The video froze. Logs filled the screen. Somewhere in the stack, FFmpeg was running — pulling, encoding, streaming. You know it works. But is it GDPR compliant?
FFmpeg is one of the most powerful open-source tools for processing audio and video. It’s fast, flexible, and battle-tested. But GDPR is strict. It demands clear rules for how you handle personal data. If your media contains identifiable faces, voices, or metadata tied to individuals, that processing is already personal data under GDPR. This means FFmpeg can be part of a GDPR compliance audit.
GDPR compliance with FFmpeg starts with scope analysis. Identify where personal data appears in the media stream. Check the raw files, intermediate outputs, and logs. FFmpeg by default keeps metadata tags from the input unless you strip them. Those tags can contain names, locations, timestamps, and unique device IDs.

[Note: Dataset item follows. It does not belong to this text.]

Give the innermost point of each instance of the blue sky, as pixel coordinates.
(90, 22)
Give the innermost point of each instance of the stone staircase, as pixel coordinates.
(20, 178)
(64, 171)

Engineers should use FFmpeg’s -map_metadata -1 flag to remove all metadata when it’s not required.
Encryption and secure transport are next. GDPR requires proper safeguards against unauthorized access. If FFmpeg streams directly, use a secure protocol like HTTPS or SRT over TLS. When storing files, encrypt at rest. Combine FFmpeg’s processing with storage solutions that meet GDPR’s security standards.